As a catholic I believe that saints and those deceased are closer to God – and so for me it makes more than perfect sense to ask thier prayers too. But the notion that a person needs to be physically present to offer you encouragement is to me, ubsurd. Because I know that the encouragement I get from the saints I know, is the most comforting and wonderful thing to me – more than any one of my friends, priests or fellow Christians have ever been able to offer me.

You’re not setting up “intermediates” you are asking for prayers to sit alongside your own. My suggestion to you is try it some time; you may find a friendship that you never knew you had and may one day wonder how you lived without it.

    Jack Skett · 26/05/2015 at 14:03

    Hi Sukie,

    Thanks for the comment. I confess that I’ve never attempted to form a relationship with one of the saints. This is due mostly to the church tradition with which I grew up, of which this just wasn’t a part. Since I have no practical experience with this, I sought to write this blog based on what I see in Scripture. I’m saying that not to prove any kind of superiority on my part, but just to show that my understanding of this has come from studying the Bible without the addition of the personal experience which you have.

    I’m curious about what your experience of talking to the saints is like.
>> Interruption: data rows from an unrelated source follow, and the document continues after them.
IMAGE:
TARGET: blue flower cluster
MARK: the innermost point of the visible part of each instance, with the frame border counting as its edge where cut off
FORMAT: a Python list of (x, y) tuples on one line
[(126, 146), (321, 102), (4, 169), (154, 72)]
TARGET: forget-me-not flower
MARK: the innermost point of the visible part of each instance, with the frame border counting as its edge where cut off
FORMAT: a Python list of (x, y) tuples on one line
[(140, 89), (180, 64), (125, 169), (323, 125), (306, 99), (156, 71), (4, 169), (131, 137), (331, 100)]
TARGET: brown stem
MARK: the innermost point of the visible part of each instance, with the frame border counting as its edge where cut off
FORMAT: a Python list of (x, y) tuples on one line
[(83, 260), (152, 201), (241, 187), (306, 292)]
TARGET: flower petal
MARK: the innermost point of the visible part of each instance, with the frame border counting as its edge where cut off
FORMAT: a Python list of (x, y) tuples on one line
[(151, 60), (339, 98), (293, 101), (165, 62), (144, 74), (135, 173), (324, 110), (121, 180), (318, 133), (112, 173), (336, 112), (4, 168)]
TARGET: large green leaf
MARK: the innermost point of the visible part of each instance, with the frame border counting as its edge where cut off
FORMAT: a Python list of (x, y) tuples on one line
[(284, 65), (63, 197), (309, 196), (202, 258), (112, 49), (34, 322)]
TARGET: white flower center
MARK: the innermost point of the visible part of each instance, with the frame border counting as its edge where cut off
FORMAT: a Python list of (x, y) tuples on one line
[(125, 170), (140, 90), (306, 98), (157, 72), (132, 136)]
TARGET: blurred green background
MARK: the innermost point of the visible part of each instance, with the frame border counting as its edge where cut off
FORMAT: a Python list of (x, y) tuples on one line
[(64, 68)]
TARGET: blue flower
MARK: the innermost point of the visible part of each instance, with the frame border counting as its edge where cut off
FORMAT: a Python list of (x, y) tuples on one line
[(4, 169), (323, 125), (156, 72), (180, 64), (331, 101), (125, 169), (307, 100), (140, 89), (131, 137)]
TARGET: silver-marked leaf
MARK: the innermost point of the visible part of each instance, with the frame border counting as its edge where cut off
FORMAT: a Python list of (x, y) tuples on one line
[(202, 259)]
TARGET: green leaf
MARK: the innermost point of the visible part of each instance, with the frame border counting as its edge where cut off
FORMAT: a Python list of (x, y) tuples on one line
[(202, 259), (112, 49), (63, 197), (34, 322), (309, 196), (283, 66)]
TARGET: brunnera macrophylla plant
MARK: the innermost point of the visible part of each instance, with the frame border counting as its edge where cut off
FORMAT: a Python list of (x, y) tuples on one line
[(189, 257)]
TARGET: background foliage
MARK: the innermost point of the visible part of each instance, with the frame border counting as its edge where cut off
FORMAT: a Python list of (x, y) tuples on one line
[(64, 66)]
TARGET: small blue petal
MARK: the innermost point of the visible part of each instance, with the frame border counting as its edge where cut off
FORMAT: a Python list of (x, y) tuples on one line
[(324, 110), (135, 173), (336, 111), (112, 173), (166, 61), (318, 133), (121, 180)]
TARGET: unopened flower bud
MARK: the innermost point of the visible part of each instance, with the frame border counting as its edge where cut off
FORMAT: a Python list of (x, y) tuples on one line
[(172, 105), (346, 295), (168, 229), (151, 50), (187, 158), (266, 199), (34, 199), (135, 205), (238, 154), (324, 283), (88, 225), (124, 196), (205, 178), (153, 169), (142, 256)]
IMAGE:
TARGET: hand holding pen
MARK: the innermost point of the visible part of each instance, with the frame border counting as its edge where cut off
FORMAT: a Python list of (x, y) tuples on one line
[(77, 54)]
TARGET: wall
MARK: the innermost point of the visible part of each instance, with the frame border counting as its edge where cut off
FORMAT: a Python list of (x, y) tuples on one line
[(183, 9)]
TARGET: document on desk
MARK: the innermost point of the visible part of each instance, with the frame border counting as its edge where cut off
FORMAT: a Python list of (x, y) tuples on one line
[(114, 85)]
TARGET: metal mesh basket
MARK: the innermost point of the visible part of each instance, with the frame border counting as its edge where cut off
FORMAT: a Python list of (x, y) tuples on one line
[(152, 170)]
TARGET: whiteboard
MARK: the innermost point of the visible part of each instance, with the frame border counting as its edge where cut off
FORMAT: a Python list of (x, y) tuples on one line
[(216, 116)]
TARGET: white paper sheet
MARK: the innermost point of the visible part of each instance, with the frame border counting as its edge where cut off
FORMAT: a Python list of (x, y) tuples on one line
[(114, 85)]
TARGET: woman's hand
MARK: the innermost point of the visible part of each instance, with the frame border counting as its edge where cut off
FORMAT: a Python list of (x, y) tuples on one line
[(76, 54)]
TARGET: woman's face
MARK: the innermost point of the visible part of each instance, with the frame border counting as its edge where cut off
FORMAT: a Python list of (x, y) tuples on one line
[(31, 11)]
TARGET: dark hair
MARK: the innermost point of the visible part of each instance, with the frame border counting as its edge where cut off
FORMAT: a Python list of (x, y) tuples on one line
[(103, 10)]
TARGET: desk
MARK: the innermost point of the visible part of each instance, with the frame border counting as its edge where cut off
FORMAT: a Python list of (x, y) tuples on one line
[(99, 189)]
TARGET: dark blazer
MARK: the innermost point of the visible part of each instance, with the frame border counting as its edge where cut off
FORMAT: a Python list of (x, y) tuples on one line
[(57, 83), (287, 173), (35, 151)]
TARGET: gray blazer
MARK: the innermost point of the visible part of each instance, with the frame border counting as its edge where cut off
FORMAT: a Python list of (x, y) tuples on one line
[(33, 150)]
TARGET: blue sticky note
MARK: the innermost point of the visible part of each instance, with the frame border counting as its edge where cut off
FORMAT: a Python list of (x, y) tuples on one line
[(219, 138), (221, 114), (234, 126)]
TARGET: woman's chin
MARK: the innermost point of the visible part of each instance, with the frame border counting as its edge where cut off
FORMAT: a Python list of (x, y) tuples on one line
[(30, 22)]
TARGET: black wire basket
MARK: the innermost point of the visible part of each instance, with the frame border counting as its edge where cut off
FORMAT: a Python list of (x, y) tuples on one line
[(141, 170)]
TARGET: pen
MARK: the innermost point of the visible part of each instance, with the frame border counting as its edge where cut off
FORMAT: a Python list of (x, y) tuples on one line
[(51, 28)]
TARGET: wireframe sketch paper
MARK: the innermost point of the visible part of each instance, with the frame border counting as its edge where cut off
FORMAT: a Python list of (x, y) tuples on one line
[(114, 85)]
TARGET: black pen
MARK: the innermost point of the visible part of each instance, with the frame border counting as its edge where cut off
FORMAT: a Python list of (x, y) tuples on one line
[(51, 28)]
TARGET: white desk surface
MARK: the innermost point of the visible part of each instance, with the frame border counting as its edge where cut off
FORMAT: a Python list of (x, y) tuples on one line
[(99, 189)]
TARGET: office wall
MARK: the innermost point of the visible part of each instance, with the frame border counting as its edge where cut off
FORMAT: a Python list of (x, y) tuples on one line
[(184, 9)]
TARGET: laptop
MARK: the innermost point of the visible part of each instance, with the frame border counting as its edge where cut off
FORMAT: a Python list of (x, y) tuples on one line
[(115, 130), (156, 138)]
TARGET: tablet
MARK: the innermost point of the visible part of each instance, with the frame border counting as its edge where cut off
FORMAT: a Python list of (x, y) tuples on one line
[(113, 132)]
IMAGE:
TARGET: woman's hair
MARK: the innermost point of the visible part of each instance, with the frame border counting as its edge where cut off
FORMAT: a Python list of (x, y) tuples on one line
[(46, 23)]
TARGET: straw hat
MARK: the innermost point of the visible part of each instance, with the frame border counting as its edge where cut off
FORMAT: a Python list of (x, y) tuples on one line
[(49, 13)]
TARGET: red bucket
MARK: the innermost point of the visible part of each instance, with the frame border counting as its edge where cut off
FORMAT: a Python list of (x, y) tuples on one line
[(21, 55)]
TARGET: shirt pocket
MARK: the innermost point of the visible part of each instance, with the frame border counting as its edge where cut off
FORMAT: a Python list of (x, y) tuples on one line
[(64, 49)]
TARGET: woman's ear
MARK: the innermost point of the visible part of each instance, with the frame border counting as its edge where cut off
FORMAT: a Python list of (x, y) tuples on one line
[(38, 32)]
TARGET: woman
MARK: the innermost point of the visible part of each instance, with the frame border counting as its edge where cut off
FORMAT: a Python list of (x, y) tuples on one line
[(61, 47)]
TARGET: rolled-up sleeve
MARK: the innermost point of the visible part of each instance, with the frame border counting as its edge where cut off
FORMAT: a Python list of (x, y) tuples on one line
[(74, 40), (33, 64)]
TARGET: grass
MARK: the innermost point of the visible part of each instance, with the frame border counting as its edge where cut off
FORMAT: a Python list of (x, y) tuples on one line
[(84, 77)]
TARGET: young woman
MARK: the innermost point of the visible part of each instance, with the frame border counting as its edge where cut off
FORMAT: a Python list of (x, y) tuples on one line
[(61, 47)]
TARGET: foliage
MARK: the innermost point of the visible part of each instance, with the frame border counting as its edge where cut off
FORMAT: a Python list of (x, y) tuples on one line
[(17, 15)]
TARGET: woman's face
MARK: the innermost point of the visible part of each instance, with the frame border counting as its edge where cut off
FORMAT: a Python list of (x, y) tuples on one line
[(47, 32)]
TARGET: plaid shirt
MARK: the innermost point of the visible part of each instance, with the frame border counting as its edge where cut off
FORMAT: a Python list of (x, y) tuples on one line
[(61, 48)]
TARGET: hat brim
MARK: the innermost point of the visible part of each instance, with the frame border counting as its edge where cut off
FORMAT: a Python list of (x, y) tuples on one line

You say that St Christopher has looked favourably on you; what does that look like? Similarly with your grandma, do you find that she offers you help in cooking? I’m very interested to know how that works.

    In terms of the notion of the saints and deceased being closer to God, I think that’s an area where our understanding differs. While I concede that those who are deceased may seem closer to God because their soul is present with him in Heaven (depending on your beliefs about when people enter Heaven), I would argue that if you’re a Christian and you’re filled with the Holy Spirit then God is present in your own heart (1 Cor 3:16; 1 Cor 6:19; 2 Cor 6:16; Ezek 36:27…) and therefore you are as close to God as anyone can be. Therefore, I would question the notion of the saints’ or the deceased’s prayers being any more effective than your own.

    I’d be interested to hear your thoughts on those short comments.

serialmint.ru · 12/07/2015 at 12:17

But this does not mean that we should not also ask our fellow Christians, including those in heaven, to pray with us. In addition to our prayers directly to God and Jesus (which are absolutely essential to the Christian life), there are abundant reasons to ask our fellow Christians in heaven to pray for us.